ノルウェーでは、当然ですが、「血液型占い」なるものは存在しません。
おそらく、ほとんどのノルウェー人は自分の血液型も知らないでしょう。
・・・・という事実は知っていました。ですが、新聞のインタビューなどを読んでいると、「私はA-menneske/B-mennekseです」といった表現を見かけます。Menneske(メンネスケ)は「人間」という意味なので、「A人間」、「B人間」と訳せます。
これはどういう意味なのか?私は特に調べもせず、日本の血液型占いに倣って「A人間」=真面目、「B人間」=個性的、と勝手に推測していました。

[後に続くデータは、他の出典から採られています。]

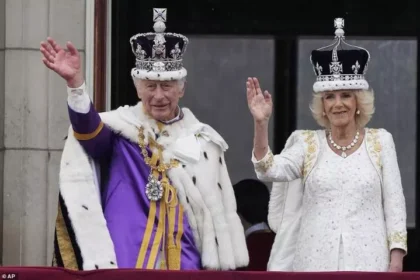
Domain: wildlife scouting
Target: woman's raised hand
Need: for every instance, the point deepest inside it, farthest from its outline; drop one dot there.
(260, 103)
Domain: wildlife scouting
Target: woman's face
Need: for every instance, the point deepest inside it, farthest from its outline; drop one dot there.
(340, 107)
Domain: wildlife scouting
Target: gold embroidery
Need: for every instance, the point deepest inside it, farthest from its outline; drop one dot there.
(310, 155)
(399, 238)
(265, 164)
(170, 254)
(374, 146)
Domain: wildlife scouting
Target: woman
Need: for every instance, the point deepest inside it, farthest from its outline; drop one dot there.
(341, 204)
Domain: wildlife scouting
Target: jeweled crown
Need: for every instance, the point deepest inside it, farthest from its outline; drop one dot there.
(159, 54)
(337, 68)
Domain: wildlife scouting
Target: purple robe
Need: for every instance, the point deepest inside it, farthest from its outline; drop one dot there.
(125, 205)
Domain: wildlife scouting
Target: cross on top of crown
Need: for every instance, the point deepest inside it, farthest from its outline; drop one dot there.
(339, 23)
(159, 15)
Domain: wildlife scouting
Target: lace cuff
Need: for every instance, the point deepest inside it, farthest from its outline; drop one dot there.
(264, 164)
(398, 240)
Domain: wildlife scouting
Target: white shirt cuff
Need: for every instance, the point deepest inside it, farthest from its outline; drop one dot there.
(78, 99)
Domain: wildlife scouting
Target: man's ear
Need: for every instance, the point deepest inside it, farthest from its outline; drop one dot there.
(182, 92)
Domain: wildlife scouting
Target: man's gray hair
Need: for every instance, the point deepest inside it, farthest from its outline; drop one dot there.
(181, 82)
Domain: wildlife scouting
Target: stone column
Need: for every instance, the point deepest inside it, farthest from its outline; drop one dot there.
(35, 123)
(2, 39)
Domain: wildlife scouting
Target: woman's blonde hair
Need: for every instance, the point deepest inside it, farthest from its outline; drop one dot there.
(365, 104)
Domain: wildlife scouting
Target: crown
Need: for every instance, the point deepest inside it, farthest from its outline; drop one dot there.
(337, 68)
(159, 54)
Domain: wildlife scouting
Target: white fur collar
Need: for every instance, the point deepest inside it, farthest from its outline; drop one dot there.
(180, 140)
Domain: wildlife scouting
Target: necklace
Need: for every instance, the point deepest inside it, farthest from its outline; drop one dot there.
(344, 148)
(155, 186)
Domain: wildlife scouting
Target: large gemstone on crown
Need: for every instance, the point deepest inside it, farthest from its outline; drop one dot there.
(159, 66)
(154, 189)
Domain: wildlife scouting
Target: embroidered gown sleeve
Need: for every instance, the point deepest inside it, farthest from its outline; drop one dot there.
(393, 196)
(284, 167)
(88, 128)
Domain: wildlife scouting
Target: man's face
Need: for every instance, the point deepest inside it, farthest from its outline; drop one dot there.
(160, 98)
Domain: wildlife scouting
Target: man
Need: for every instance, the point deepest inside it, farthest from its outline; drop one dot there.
(144, 186)
(252, 197)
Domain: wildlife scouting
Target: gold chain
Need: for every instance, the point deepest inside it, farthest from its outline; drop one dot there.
(161, 167)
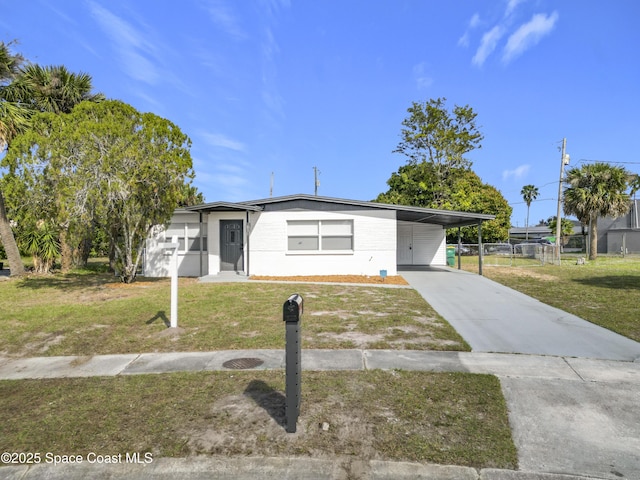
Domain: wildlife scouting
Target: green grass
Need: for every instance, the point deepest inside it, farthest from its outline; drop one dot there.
(446, 418)
(605, 291)
(88, 313)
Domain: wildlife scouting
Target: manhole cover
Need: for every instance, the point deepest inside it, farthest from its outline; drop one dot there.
(242, 363)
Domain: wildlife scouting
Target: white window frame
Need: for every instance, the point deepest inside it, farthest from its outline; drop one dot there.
(314, 231)
(185, 233)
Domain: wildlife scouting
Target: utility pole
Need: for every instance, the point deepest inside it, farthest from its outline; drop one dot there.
(316, 182)
(564, 160)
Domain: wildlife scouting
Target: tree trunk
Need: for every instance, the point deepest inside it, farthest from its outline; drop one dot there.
(9, 242)
(593, 236)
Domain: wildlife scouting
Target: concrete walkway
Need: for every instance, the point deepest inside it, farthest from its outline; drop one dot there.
(571, 417)
(495, 318)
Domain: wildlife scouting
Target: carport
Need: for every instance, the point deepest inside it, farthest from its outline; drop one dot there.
(446, 219)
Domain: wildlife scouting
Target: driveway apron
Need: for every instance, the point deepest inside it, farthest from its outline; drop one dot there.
(495, 318)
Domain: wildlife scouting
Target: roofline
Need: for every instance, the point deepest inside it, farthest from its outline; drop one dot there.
(258, 205)
(223, 206)
(363, 203)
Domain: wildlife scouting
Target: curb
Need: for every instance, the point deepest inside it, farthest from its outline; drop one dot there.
(239, 468)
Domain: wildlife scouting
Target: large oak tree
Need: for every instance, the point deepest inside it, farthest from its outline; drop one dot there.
(103, 163)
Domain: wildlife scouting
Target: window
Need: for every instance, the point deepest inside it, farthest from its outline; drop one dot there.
(190, 231)
(320, 235)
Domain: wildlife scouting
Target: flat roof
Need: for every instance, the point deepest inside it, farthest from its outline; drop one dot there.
(445, 218)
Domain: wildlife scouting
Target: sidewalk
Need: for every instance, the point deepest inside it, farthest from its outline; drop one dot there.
(571, 418)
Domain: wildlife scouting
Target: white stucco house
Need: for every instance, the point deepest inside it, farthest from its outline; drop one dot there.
(303, 235)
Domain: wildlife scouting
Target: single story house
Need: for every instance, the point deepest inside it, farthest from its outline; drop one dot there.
(303, 235)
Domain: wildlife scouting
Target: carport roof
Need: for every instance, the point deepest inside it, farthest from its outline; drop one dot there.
(446, 218)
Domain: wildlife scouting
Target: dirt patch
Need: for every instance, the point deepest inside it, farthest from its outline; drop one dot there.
(392, 280)
(42, 342)
(359, 339)
(528, 273)
(254, 424)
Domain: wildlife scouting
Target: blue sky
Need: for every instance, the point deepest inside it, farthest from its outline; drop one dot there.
(282, 86)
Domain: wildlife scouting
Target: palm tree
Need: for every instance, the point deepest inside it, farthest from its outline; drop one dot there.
(34, 88)
(529, 194)
(50, 89)
(14, 118)
(596, 190)
(566, 228)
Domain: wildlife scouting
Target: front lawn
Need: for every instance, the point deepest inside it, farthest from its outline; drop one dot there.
(91, 313)
(445, 418)
(605, 292)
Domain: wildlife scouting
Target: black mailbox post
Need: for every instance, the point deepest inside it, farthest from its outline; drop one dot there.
(292, 315)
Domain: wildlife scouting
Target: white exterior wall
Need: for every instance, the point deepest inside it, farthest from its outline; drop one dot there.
(374, 245)
(157, 264)
(428, 244)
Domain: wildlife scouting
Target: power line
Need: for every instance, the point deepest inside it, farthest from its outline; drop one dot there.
(585, 160)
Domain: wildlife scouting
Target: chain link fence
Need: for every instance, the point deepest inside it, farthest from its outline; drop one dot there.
(507, 255)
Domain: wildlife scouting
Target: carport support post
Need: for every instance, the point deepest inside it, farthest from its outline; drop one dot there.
(174, 283)
(480, 248)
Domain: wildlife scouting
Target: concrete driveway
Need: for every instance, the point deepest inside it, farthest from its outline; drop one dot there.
(494, 318)
(586, 426)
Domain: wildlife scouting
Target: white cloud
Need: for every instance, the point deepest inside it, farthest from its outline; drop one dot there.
(222, 141)
(487, 45)
(511, 6)
(224, 18)
(422, 78)
(463, 41)
(516, 173)
(529, 34)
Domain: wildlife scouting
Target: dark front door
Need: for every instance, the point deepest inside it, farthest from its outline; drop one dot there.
(231, 246)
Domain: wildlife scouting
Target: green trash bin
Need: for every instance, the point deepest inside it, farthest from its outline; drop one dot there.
(451, 256)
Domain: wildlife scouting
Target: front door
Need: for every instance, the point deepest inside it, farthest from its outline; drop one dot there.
(405, 245)
(231, 246)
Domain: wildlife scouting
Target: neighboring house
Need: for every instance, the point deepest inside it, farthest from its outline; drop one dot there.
(614, 234)
(622, 232)
(304, 235)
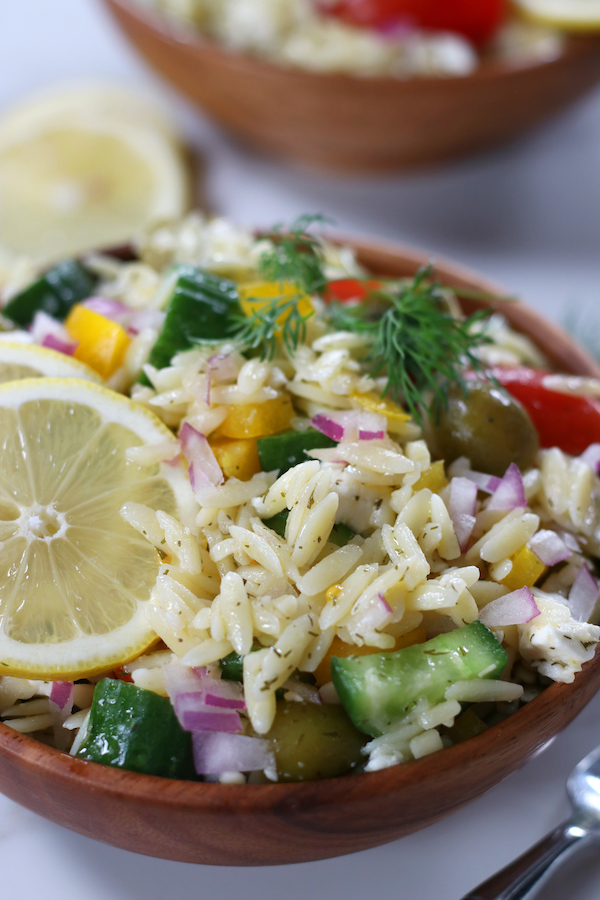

みなさん、ですがこの解釈は間違いです。本当の意味はわかりますか?はい、そこの方!

昼間に働く人
昼間に働く人

簡単に言うと、「A人間」=朝型人間、「B人間」=夜型人間なんです。
何かのきっかけでノルウェー人から本当の意味を聞いた時、「え?そんな意味だったの?なんだ~」って少し肩すかしにあった気分になりました。

たまにはオペラ鑑賞
たまにはオペラ鑑賞

今回の原稿を書くのにあたり、改めて「A人間」、「B人間」について調べたところ、ノルウェー人の約40%は「自分はAまたはB人間」と感じ、残りの60%は「その中間」という調査結果があるそうです。

13時の夕食
13時の夕食

ただノルウェー人のライフスタイルを見ていると、「A人間」でないと日々のサイクルに合わないのでは?と思います。
通常の就業時間は、8時~16時と仕事のスタートは早いですよね。夏になると、勝手に7時くらいに出社して、14時には帰ってしまう強者も。
また、ノルウェーの子どもは伝統的に「早く寝かせる」のが良しとされています。
年配のノルウェー人の友人は、「移民の子どもたちは、あんなに遅くまで起きていて信じられない」と、夜遅い時間のバスで移民の家族連れを見るたびに驚いています。
確かに、昨年、もっと若いノルウェー人の友人宅を訪ねたところ、7歳くらいの子どもは20時には夜食を食べて、寝る準備をしていました(というより、お母さんがさせていました)。

寝心地の良いベッド
寝心地の良いベッド

月~木は頑張って「A人間」で生活した反動が、金と土曜に「B人間」へと変貌するのがノルウェー人なのでしょうね。
金土の夜、パブやバーは大賑わい。そこかしこでホームパーティも催され、とんでもないボリュームの音楽が聞こえてきます。
私が最初に留学していた田舎のカレッジでも、学生寮で19時くらいから軽く食べ物で腹ごしらえ&ビールを飲んで「下地」作り。22時過ぎくらいに、学生クラブに乗り込んで大騒ぎ。帰宅は3,4時といった感じでしたね~。よくサバイバルできたなぁ・・・・と遠い目になります。

大人のパーティでも酒量はすごい!
大人のパーティでも酒量はすごい!

当然、起床はお昼すぎ。日曜の日中はまるでゴーストタウンのようで、道にはビールの空き瓶がごろごろ転がっています。
こういう「平均的」ノルウェー人が「AでもBでもなくて中間」と答えるのでしょうか・・・?

学生寮のパ―ティ
学生寮のパ―ティ

「A人間」「B人間」の関連資料を読んでいると、「年齢による変化」も言及されています。
若い頃から年を重ねるにつれ、B→Aへ変化する、というもので、これは日本人でも同じでしょうね。
オスロの高齢者センターでは、13時に夕食が提供されていて、さすがに驚きました!
「A人間」の極みを見た思いです。